Un produit très répandu
En janvier dernier, le communicateur scientifique Jonathan Jarry, biologiste moléculaire et membre de l’Organisation pour la science et la société de l’Université McGill, a appelé 150 pharmacies de l’île de Montréal et découvert que les deux tiers d’entre elles tiennent de l’Oscillococcinum dans leurs rayons. C’est son travail qui nous a donné l’idée de ce reportage.
« Je pense que les pharmaciens qui ont recommandé l’Oscillococcinum doivent retourner sur les bancs d’école. L’homéopathie est basée sur des fondements préscientifiques qui ont été complètement déboulonnés. Ça ne fonctionne pas et ça ne peut pas fonctionner », a souligné M. Jarry devant les conclusions de notre exercice. Selon lui, le fait que de nombreux pharmaciens ont envoyé des messages ambigus par rapport à l’homéopathie reflète un tiraillement entre leurs connaissances scientifiques et « l’intérêt pécuniaire » des enseignes sous lesquelles ils travaillent.
« Ça démontre qu’on a un problème dans les pharmacies. »
— Le biologiste moléculaire Jonathan Jarry
Dans une déclaration écrite envoyée à La Presse, l’Association des bannières et chaînes de pharmacies du Québec (ABCPQ) a affirmé qu’elle avait « historiquement présumé que l’usage des médicaments homéopathiques était sans danger et qu’ils avaient une utilité pour certaines personnes ».
« Cependant, nous avons été informés au cours des dernières semaines de nouvelles publications que nous jugeons crédibles et qui mettent en doute leur efficacité », écrit l’association. Interrogé à ce sujet, le porte-parole Hugues Mousseau a précisé que ces « nouvelles publications » sont les articles de presse relatant l’enquête téléphonique de Jonathan Jarry, de l’Université McGill. L’ABCPQ dit avoir joint Santé Canada pour lui demander de réviser l’homologation de ces produits. Elle fournira aussi des affiches aux pharmaciens, à placer près des produits homéopathiques, rappelant l’absence de données probantes sur leur efficacité et invitant les clients à consulter le pharmacien.
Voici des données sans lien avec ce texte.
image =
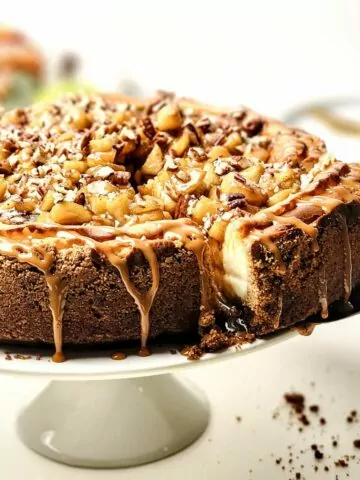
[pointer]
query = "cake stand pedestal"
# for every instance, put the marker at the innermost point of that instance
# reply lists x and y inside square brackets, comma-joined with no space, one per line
[114,423]
[100,413]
L’Association québécoise des pharmaciens propriétaires dit quant à elle avoir envoyé récemment un rappel à ses membres pour leur rappeler « l’importance d’exercer leur jugement professionnel lorsque des patients se présentent en pharmacie pour se procurer des produits homéopathiques ».
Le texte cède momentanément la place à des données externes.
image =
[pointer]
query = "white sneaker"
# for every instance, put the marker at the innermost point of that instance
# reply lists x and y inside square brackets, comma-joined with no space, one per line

Des études « de faible qualité »
Le fabricant Boiron affirme que l’Oscillococcinum a démontré son efficacité contre un placebo lors d’études cliniques. « Boiron soutient la science », affirme à La Presse Daniel Dereser, président de Boiron Canada, qui plaide aussi pour le « libre choix » des malades.
Des études cliniques sur l’Oscillococcinum existent bel et bien. En 2015, une méta-analyse les a regroupées afin de faire le point sur la question. Après avoir écarté les études non révisées par les pairs, les auteurs ont retenu deux études qui, ensemble, démontrent un certain avantage (7,7 %) dans la réduction des symptômes de la grippe de l’Oscillococcinum sur le placebo deux jours après leur apparition. Les auteurs préviennent toutefois que ces études sont de « faible qualité » et que le manque d’information sur les démarches utilisées rend le risque de biais impossible à évaluer.
Quant au prétendu mécanisme d’action, aucune notion scientifique ne peut expliquer comment un produit dilué au point qu’il ne contient plus aucune molécule active peut avoir un quelconque effet physiologique. L’Oscillococcinum ne contient que du sucre et du lactose. L’Ordre des pharmaciens du Québec estime que les prétentions des produits homéopathiques ne reposent sur « aucune donnée probante ».